Settlement has been reached for the development of a new Countdown supermarket, creating more than 100 jobs on the prime Bureta Park Motor Inn site in Tauranga.

It leaves the disgruntled operators of the hotel and bars with fewer than three months before they have to be off the site.

A spokesman for the supermarket chain said everything had been settled between Countdown, residents and city council.

The settlement was reached after Countdown owner Progressive Enterprises failed to win approval to build the $20 million supermarket and appealed to the Environment Court. Mediation hearings followed in May, at which the issues were negotiated and a consent order issued, which meant the appeal did not need to go to a full hearing of the court.

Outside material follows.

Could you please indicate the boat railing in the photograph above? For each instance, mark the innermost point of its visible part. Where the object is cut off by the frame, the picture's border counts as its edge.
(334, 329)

The spokesman said they were aiming to start construction as quickly as possible, hopefully in January, but they needed to prepare the site first.

The consent document was circulating around the parties to the appeal before it would go to the court for a final order.

Motor inn general manager Jill Priest said she was not happy about the November 27 lease termination date, even though they knew it would eventually happen. They received notice six months earlier, on May 27.

"The timing is not great. Christmas is the biggest time of the year for us."

Although all bookings prior to May were on the basis that they could not be confirmed until six months before the event, a wedding couple gambled and lost that Bureta Park would still be operating by Christmas.

Her biggest problem had been people thinking the hotel had already closed. "People are walking in and asking when the auction would be."

The operator of the bars, Kevin Fraser, said Progressive had been playing Russian roulette with its termination notices.

He was dumbfounded when he received his termination notice in May because it anticipated that the mediation process would find in favour of Countdown. Three months had passed and a consent order had still not been issued by the Environment Court.

"When I was given my notice, I thought 'they are very confident'," he said. In the meantime, until the final order was issued, Mr Fraser was sticking to the position that his leaseholder rights were stronger than Progressive's ownership because the early termination of his lease had to be for the purpose of redeveloping the land.

He understood that Progressive wanted to secure consent and get started on the project as quickly as possible, so that the foundation works for the supermarket would be in place by next winter. This was because of the high groundwater levels in Bureta.

Mr Fraser was disappointed that the new shops fronting Bureta Rd would not include a bar and gaming lounge, because he would have had the first rights of refusal.

The Mill bottlestore will be a tenant in the shops on Bureta Rd.